Die Initiative "offen.katholisch", die 2022 von jungen Katholikinnen und Katholiken aus dem Bistum Dresden-Meißen gegründet wurde, setzt sich für eine vielfältige, inklusive und diskriminierungsfreie Kirche ein. Sie fordert insbesondere die Ehe für alle und das Frauenpriestertum. Bekannt geworden ist die Gruppe durch einen offenen Brief an Bischof Heinrich Timmerevers sowie die Petition "Liebeserklärung an eine Kirche für alle".
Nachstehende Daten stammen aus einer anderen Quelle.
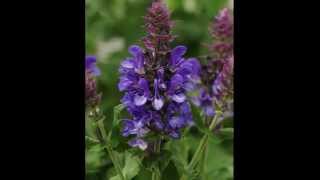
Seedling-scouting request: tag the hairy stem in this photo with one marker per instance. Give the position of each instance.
(201, 147)
(103, 139)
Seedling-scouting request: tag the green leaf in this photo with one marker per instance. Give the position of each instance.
(95, 158)
(131, 167)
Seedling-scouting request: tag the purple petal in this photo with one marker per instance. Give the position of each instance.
(176, 54)
(174, 134)
(157, 103)
(90, 60)
(208, 111)
(176, 122)
(139, 100)
(179, 98)
(96, 71)
(124, 83)
(134, 50)
(128, 63)
(141, 144)
(143, 84)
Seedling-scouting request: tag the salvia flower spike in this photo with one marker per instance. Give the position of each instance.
(217, 71)
(155, 80)
(92, 98)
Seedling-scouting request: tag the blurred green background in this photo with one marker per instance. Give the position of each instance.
(111, 27)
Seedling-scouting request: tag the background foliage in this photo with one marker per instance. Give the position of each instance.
(112, 26)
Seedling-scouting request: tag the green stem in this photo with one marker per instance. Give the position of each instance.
(103, 139)
(156, 170)
(202, 146)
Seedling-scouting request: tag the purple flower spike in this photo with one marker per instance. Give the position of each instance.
(155, 81)
(176, 56)
(137, 53)
(217, 74)
(157, 100)
(92, 98)
(143, 93)
(91, 65)
(141, 144)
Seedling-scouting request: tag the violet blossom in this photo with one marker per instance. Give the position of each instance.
(217, 69)
(92, 98)
(155, 80)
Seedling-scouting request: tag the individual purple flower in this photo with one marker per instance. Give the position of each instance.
(155, 81)
(140, 143)
(217, 69)
(222, 26)
(91, 66)
(92, 98)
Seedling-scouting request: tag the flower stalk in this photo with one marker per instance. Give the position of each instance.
(102, 137)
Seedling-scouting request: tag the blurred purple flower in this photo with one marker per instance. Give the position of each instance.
(92, 98)
(155, 81)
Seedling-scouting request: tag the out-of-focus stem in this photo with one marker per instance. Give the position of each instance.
(103, 139)
(156, 171)
(202, 146)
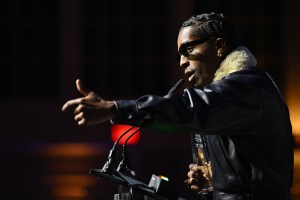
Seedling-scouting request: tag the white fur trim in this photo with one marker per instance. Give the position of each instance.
(238, 59)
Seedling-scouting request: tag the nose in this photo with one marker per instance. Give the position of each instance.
(184, 62)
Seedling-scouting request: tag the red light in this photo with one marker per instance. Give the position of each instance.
(118, 129)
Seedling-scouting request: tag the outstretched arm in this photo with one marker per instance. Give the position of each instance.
(90, 109)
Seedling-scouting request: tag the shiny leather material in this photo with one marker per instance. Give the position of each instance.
(245, 121)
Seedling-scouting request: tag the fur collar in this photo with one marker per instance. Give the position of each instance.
(239, 59)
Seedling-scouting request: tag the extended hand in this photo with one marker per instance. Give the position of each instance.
(90, 109)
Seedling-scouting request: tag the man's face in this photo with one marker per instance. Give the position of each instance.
(201, 62)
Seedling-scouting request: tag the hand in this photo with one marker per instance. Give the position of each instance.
(197, 179)
(90, 109)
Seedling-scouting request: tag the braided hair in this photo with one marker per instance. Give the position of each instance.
(213, 25)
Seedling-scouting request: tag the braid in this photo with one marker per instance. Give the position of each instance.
(213, 25)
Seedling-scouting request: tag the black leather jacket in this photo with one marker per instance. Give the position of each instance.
(245, 121)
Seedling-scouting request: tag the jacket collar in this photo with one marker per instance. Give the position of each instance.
(239, 59)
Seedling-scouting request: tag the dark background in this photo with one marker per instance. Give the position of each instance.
(120, 49)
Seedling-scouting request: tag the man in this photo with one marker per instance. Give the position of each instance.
(235, 108)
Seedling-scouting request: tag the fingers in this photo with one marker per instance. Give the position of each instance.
(71, 103)
(83, 90)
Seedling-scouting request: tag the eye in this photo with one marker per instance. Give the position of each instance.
(189, 49)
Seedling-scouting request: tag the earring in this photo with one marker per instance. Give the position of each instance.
(219, 53)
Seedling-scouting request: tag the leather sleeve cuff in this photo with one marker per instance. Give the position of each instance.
(127, 111)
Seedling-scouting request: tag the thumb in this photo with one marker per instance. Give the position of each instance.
(80, 87)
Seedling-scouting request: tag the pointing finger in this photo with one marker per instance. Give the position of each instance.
(71, 103)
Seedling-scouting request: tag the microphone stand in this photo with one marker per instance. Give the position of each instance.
(125, 163)
(109, 172)
(108, 166)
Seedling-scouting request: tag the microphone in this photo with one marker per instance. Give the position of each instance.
(125, 163)
(108, 166)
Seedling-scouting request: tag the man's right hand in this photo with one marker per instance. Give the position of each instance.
(90, 109)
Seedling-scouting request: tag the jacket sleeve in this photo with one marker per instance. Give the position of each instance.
(220, 108)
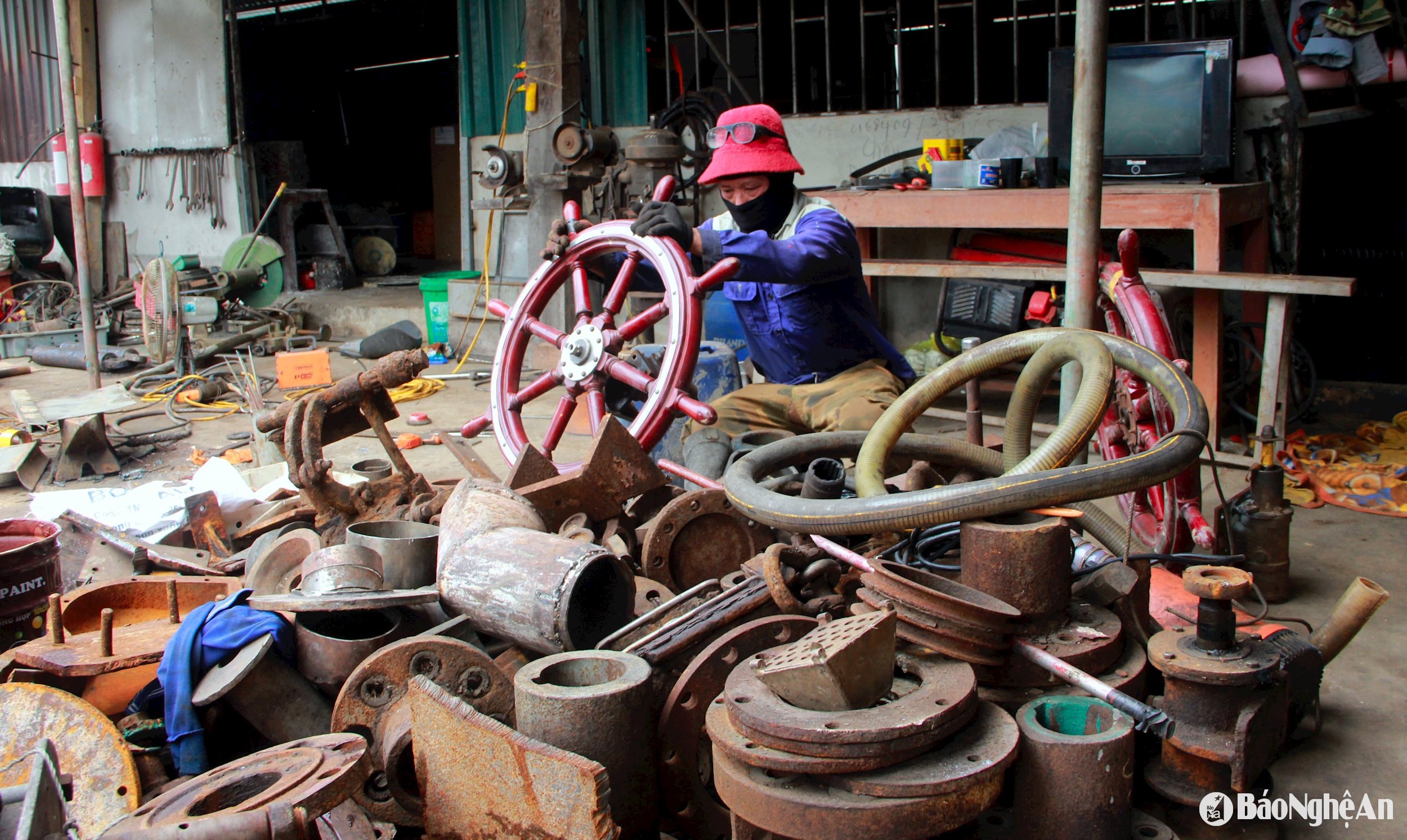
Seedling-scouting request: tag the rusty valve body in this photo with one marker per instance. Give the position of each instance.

Aktuell läuft ihre Instagram-Aktion "Priester*innen-Bewerbung". Offen.katholisch hatte dazu aufgerufen, in einem kurzen Video folgende Frage zu beantworten: "Was müsste sich ändern, damit du in Erwägung ziehen würdest, Priester*in zu werden?" Bisher hat die Gruppe um die 30 Rückmeldungen bekommen, vier Videos sind bereits auf dem Kanal zu sehen. Alle zwei Tage erscheint ein weiteres. Josy Henning (22), eine der vier Initiatoren der Aktion, berichtet im Interview, was dahintersteckt.
Frage: Wie sind Sie auf die Idee gekommen, Bewerbungen für das Priesteramt auf Instagram zu veröffentlichen?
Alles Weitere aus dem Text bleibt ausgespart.